Rufus Ogundele (Nigerian, 1946-1996)
Sango Priest, 1995
Signed ‘signature’ (lower middle)
Edition unknown, print on paper
46 x 35 cm
Ksh 55,000-77,000
(US$ 500-700)
Sold Ksh 76,310
Provenance: on loan from the artist to Alan Donovan (founder of African Heritage)
In his early life Rufus Ogundele worked as a musician and actor in his uncle Duro Ladipo’s theatre company. When he took part in one of the famous Oshogbo workshops, conducted by Dennis Williams in 1963, Ogundele became one of the earliest talents to be recognised. Georgina Beier invited him and Jacob Afolabi to work in her home and Ogundele developed his printmaking skills under her tutelage.
Ogundele went on to practice art full-time, building on artistic techniques he had developed under Williams and Beier which he fused with subject matter rooted in Yoruba culture and teachings.

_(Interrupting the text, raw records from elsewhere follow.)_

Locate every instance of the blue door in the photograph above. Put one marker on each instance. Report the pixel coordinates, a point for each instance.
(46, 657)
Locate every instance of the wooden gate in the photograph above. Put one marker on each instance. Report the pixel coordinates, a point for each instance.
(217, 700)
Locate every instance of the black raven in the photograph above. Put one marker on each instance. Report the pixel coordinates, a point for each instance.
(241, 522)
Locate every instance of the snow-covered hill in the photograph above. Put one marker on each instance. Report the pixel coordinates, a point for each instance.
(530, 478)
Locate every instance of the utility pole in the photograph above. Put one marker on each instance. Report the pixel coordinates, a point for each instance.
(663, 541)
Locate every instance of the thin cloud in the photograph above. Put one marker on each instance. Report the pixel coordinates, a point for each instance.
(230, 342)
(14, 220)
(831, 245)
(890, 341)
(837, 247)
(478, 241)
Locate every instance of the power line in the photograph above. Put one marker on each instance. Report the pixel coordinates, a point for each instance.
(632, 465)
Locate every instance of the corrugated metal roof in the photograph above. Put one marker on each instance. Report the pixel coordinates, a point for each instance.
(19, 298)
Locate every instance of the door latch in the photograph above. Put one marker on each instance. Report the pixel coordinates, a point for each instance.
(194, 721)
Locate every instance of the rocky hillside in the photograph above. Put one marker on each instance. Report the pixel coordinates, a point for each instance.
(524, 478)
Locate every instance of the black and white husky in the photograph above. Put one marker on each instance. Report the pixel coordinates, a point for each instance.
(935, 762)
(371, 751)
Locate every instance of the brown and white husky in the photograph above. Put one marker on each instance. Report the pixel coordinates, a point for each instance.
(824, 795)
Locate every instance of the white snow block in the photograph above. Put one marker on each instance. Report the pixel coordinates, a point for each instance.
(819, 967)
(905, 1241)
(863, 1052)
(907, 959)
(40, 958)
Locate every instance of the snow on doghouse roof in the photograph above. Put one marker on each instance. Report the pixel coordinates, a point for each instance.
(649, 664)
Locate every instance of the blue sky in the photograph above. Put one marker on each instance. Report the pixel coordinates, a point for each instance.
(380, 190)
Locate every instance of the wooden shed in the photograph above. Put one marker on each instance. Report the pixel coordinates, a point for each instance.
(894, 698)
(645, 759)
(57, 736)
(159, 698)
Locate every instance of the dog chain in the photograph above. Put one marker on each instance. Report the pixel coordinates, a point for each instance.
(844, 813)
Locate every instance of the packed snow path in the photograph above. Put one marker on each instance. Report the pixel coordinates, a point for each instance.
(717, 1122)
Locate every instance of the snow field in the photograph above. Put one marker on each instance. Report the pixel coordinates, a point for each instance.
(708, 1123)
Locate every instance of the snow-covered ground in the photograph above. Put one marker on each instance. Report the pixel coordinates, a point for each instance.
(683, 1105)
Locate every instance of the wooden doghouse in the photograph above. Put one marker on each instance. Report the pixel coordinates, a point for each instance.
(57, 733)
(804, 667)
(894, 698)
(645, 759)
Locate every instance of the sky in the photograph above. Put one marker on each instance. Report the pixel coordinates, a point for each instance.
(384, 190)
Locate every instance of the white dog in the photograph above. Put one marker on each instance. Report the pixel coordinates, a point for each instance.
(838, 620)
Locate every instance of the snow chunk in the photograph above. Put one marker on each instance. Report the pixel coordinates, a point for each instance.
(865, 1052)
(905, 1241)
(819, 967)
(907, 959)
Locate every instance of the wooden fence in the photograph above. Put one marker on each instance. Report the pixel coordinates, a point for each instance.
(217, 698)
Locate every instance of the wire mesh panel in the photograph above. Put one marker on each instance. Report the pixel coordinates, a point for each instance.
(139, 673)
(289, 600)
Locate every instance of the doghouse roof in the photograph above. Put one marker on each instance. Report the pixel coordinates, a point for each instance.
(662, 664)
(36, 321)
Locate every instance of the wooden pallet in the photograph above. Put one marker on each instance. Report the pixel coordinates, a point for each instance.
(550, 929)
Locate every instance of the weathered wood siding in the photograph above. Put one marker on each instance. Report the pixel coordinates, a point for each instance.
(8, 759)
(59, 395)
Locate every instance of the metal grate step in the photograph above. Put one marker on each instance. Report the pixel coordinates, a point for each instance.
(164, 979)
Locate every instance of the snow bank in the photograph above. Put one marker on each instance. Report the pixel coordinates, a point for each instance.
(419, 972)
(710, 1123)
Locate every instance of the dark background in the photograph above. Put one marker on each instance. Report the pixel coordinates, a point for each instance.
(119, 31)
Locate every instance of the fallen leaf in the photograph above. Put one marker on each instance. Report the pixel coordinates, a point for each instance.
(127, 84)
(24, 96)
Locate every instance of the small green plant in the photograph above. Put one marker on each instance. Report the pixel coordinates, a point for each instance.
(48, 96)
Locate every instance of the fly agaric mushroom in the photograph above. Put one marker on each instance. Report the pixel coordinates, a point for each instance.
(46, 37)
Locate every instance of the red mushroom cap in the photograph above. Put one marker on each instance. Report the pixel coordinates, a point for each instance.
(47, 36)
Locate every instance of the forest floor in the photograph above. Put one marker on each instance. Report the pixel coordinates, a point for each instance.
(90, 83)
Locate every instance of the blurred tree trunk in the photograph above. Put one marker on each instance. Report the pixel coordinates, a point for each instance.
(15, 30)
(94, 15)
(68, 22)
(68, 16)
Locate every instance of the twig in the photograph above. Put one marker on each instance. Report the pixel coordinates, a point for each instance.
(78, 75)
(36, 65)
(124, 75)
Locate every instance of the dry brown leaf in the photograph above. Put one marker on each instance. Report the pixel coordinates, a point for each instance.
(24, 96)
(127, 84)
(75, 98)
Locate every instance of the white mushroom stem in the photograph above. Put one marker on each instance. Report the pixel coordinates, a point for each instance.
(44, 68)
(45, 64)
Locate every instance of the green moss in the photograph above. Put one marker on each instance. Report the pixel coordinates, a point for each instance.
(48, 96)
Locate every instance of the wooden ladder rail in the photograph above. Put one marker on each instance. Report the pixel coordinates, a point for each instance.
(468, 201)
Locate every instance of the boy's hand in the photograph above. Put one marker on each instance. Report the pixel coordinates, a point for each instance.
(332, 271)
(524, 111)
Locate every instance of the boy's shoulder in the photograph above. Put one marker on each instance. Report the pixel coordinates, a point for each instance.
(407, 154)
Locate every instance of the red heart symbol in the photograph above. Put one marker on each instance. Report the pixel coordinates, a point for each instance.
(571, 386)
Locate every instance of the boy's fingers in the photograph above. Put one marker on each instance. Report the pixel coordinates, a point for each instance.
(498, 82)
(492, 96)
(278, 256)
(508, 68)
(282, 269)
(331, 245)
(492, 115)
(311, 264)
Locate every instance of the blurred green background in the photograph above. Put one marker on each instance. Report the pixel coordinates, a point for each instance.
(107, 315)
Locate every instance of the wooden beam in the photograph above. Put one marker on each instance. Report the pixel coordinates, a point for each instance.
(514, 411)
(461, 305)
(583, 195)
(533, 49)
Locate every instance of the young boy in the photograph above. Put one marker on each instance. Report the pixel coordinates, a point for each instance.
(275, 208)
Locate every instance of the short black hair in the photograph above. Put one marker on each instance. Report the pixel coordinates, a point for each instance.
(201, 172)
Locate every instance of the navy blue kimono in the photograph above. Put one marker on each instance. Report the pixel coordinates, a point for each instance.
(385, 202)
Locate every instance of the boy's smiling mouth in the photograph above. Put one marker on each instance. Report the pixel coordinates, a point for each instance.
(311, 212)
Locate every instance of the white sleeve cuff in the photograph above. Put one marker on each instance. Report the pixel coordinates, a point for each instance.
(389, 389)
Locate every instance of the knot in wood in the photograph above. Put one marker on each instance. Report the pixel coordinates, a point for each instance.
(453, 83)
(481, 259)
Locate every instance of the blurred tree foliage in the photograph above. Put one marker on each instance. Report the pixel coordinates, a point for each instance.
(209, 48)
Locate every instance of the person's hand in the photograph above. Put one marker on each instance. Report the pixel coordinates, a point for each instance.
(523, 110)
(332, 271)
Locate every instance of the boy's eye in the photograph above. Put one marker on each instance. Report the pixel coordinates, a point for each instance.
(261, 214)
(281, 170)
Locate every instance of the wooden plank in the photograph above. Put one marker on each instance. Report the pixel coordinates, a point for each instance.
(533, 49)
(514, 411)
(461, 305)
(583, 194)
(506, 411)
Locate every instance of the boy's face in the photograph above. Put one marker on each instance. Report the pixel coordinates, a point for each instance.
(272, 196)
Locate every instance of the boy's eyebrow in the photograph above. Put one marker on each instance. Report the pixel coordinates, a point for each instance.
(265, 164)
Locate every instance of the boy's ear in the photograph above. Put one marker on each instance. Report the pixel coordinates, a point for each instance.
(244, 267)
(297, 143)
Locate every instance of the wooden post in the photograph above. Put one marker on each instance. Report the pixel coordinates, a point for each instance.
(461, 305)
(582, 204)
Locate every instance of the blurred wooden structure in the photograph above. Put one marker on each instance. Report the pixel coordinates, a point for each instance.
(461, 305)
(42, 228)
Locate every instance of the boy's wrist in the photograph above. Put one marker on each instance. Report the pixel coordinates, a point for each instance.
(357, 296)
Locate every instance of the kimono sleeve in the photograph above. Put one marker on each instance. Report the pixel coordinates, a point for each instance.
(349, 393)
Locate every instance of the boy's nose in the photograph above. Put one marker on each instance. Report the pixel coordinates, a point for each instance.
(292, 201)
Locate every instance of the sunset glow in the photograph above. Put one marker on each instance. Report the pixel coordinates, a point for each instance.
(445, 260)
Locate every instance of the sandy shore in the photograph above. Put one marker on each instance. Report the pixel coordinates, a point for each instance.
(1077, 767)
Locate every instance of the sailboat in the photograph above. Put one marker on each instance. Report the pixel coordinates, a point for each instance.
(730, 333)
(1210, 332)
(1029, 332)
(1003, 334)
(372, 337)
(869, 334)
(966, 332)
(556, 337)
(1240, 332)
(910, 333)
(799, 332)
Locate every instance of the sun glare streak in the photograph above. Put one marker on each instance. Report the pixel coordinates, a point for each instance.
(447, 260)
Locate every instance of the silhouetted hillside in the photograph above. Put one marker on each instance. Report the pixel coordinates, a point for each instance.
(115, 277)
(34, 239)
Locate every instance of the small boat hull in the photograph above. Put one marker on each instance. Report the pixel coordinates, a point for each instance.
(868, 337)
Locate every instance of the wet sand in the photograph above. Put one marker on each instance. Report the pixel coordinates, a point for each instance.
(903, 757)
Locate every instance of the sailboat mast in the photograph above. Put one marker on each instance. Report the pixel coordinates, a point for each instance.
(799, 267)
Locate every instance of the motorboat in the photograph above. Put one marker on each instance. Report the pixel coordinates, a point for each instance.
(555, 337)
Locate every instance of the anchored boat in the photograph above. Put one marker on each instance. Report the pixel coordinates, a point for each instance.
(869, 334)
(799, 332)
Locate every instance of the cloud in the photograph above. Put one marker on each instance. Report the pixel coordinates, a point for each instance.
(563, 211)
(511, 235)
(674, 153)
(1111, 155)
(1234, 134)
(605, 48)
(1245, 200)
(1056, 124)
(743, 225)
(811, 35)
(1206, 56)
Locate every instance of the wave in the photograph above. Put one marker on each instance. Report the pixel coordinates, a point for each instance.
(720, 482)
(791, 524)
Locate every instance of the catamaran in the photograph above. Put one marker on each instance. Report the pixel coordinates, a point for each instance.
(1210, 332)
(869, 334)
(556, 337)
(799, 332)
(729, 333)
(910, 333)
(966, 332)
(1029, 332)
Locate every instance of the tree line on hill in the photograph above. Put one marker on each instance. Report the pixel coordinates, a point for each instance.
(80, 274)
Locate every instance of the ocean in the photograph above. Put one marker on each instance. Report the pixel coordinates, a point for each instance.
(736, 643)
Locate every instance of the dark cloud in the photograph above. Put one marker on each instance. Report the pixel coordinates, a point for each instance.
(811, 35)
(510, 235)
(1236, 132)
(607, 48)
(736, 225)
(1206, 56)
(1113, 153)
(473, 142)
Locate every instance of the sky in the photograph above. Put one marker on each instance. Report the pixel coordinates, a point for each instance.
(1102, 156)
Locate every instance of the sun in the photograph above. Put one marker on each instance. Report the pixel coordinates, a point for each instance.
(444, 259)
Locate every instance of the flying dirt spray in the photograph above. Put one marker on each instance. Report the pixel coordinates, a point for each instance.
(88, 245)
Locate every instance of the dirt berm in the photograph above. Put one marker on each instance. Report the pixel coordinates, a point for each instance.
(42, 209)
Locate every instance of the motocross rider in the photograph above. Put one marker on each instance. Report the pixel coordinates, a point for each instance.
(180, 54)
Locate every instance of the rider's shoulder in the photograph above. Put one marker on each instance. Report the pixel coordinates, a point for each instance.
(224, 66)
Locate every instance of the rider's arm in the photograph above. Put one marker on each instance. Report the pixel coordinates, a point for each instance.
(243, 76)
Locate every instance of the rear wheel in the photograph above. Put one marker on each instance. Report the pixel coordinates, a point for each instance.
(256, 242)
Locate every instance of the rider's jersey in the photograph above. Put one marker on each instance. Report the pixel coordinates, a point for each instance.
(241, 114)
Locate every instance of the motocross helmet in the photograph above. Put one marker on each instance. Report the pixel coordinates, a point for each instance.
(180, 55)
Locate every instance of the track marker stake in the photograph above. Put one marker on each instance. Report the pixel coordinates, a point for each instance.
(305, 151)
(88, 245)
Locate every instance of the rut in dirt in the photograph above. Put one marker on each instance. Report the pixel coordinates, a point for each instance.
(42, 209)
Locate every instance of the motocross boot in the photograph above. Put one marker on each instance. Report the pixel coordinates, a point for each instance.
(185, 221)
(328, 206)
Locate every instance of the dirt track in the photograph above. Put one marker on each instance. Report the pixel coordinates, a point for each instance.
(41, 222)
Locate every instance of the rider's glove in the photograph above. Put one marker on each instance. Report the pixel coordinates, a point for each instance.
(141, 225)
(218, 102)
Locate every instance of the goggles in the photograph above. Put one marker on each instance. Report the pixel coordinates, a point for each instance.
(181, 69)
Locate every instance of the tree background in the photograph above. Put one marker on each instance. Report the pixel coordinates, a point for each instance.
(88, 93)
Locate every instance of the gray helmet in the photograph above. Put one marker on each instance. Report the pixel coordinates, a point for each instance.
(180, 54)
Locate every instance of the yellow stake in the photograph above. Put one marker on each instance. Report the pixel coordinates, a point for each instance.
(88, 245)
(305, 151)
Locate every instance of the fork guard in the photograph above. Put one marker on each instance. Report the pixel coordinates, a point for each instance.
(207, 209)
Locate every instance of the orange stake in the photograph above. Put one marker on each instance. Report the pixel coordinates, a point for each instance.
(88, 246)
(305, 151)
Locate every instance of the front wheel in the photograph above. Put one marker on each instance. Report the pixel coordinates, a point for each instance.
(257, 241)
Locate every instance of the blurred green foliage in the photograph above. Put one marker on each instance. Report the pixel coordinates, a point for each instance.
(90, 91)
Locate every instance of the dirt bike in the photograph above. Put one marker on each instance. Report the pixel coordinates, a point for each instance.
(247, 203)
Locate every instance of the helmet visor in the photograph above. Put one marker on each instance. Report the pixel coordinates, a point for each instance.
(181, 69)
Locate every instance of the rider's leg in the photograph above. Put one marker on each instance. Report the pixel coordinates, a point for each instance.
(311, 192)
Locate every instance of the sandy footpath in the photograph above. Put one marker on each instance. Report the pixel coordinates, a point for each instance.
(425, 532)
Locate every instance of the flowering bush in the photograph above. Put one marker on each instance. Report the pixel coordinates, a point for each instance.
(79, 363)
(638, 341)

Alongside other of the founding Oshogbo artists, Ogundele’s work has been exhibited widely across the world. He partook in Contemporary African Art, Camden Arts Centre, London, 1969; Oeuvres Africaines Nouvelles, Musée de l’Homme, Paris, 1970; Contemporary Nigerian Graphics and Textiles, Museum of the National Center of Afro-American Artists, Boston, 1973; A Concrete Vision: Oshogbo Art in the 1960s, National Museum of African Art, Smithsonian Institute, Washington D.C., 2000. In 1983 he was artist-in-residence at the Iwalewa-Haus in Bayreuth, Germany.